Krebs ist immer eine furchterregende und sehr einschneidende Diagnose, unabhängig vom Alter. Bei der AYA-Kampagne geht es auch nicht darum, Leid gegeneinander aufzuwiegen. Es geht schlicht darum, dass Menschen je nach Lebensphase unterschiedliche Bedürfnisse haben.
"Menschen zwischen 15 und 35 Jahren sind nicht die typische Bevölkerungsgruppe, die einem zuerst in den Sinn kommt, wenn von Krebs die Rede ist", erklärt Brecht Guns von der Stiftung gegen Krebs in der VRT. Dennoch habe diese Gruppe sehr spezifische Bedürfnisse, angefangen bei den körperlichen Bedürfnissen. Medizinisch betrachtet wirkten bestimmte Behandlungsmethoden bei Kindern einfach besser als bei jungen Erwachsenen. Deswegen sei es auch so wichtig, genau darüber nachzudenken, welche Behandlungen am vielversprechendsten und passendsten seien.
Aber daneben gehe es bei jungen Erwachsenen vor allem um die psychosoziale Ebene. Oft sei sehr spezifische Unterstützung notwendig, wenn in diesem Alter eine Krebsdiagnose komme, erklärt Brecht Guns. Die Identität eines Menschen werde genau in dieser Phase des frühen Erwachsenseins maßgeblich geprägt. Es sei auch oft die Zeit für wichtige Weichenstellungen für das spätere Leben - beispielsweise Studium, eine Familie gründen, ein Haus bauen oder vieles mehr. Es sei auch die Zeit, in der Menschen wirklich unabhängig würden von ihren Eltern.
All dem könne eine Krebsdiagnose aber einen zumindest schweren Schlag versetzen. Wer sich einer Krebs-Behandlung unterziehen muss, muss kürzer treten, was Arbeiten oder auch Studieren angeht, wie Guns erklärt. Hausbau oder das Abbezahlen von Krediten könne eine zusätzliche schwere Belastung sein. Die Erkrankung könne einen plötzlich und unerwartet wieder abhängig machen von anderen Menschen. Gerade bei jungen Menschen seien auch Fragen rund um Fruchtbarkeit wichtig, also die Frage, ob und wie eine Krebsbehandlung das Kinderkriegen beeinflussen könne.

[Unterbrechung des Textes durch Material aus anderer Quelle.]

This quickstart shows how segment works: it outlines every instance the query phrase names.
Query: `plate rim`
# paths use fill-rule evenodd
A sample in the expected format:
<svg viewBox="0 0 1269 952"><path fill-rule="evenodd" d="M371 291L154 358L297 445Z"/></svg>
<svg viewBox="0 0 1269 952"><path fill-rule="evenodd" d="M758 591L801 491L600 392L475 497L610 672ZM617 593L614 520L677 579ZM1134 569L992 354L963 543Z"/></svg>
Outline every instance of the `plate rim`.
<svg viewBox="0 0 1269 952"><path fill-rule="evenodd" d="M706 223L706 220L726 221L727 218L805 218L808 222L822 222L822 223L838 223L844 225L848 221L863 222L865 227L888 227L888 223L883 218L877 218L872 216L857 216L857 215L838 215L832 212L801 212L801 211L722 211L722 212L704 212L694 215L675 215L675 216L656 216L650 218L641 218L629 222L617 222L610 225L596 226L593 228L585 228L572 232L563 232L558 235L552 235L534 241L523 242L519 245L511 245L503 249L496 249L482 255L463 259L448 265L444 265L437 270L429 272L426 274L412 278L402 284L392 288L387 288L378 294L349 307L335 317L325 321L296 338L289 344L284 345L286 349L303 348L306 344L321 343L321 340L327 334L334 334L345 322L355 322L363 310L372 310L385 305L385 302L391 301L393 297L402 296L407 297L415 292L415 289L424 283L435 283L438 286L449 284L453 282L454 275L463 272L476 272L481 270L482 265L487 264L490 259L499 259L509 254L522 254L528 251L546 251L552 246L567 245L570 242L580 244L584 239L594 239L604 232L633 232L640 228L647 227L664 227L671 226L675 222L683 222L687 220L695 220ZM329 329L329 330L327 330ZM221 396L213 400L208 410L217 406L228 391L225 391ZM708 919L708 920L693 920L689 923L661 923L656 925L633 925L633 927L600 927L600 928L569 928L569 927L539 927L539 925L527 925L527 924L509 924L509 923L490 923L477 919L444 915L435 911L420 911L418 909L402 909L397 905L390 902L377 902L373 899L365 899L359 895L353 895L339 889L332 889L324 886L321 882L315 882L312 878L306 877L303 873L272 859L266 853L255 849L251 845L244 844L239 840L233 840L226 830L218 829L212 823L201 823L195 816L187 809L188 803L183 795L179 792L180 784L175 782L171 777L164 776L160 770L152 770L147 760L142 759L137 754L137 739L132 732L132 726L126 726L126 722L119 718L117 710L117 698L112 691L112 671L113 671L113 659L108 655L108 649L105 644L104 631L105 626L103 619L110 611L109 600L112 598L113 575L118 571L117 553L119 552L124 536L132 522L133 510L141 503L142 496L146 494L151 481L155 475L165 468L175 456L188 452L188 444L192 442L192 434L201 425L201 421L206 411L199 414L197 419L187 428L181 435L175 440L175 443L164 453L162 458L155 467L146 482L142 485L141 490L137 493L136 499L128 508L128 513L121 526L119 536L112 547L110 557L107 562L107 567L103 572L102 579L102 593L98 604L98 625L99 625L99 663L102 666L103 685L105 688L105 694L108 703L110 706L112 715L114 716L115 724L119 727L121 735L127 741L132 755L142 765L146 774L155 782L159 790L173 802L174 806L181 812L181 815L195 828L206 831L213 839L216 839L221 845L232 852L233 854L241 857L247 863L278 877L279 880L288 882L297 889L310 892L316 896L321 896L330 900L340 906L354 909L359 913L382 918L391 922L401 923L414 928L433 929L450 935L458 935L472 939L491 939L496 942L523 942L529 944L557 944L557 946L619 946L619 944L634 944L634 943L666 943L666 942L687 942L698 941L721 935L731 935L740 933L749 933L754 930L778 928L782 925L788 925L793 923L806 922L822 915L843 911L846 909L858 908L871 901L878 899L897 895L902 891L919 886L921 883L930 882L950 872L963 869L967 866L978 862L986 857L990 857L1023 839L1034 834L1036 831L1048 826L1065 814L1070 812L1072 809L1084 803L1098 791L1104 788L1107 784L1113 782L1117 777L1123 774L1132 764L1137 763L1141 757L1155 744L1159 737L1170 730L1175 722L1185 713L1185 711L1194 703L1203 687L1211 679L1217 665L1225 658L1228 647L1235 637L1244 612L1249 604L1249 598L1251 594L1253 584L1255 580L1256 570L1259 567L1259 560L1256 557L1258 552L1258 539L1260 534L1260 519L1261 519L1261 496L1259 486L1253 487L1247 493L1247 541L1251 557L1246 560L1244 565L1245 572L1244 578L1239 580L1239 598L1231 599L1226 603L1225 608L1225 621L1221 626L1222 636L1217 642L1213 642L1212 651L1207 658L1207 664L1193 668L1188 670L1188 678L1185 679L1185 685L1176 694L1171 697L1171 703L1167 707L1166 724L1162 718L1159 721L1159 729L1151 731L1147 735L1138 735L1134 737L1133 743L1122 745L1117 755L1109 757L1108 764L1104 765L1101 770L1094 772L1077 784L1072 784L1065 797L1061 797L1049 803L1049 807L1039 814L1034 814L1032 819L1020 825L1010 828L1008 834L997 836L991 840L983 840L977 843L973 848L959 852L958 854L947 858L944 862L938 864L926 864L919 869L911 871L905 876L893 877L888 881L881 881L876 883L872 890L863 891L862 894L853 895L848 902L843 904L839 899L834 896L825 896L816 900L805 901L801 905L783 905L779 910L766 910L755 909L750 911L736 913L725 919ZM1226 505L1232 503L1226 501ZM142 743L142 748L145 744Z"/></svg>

In Belgien bekämen pro Jahr etwa 1.700 Jugendliche und junge Erwachsene eine Krebsdiagnose. Aber glücklicherweise sei die Überlebenschance mit fast 90 Prozent sehr hoch. Sehr viele Patienten dieser Gruppe überlebten den Krebs also. Das bedeute im Umkehrschluss aber eben auch, dass sie noch ein Leben mit den Konsequenzen der Erkrankung oder ihrer Behandlung vor sich hätten. Denn auch dieser Aspekt werde häufig unterschätzt, so die Stiftung gegen Krebs.

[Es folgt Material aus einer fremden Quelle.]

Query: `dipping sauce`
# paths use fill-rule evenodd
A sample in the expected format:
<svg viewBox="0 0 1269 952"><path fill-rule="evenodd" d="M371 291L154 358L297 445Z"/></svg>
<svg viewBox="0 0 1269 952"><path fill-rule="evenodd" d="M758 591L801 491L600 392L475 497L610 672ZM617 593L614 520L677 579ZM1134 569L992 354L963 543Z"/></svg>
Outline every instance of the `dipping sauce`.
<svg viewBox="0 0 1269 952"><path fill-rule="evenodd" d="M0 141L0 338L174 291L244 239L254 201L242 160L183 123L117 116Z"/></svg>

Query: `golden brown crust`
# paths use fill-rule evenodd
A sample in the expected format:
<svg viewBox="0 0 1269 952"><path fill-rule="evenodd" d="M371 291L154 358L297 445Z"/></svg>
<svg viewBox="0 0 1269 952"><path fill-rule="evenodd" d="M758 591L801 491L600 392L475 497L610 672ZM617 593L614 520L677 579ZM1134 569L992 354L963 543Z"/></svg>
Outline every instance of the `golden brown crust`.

Mit der Chemotherapie sei es normalerweise nicht getan, es folgten oft noch jahrelange Behandlungen, beispielsweise mit Hormonen. Einfach in sein altes Leben zurückkehren sei in vielen Fällen also nicht möglich oder zumindest nicht so einfach. Auch deswegen ist die Arbeit der Krebs-Referenzzentren so wichtig: Seit Anfang dieses Jahres können sich junge Erwachsene, bei denen Krebs diagnostiziert worden ist, an eins der sechs Zentren wenden. Sie erhalten dort dann auf sie und ihre Lebenssituation zugeschnittene medizinische, aber eben auch psychosoziale Unterstützung.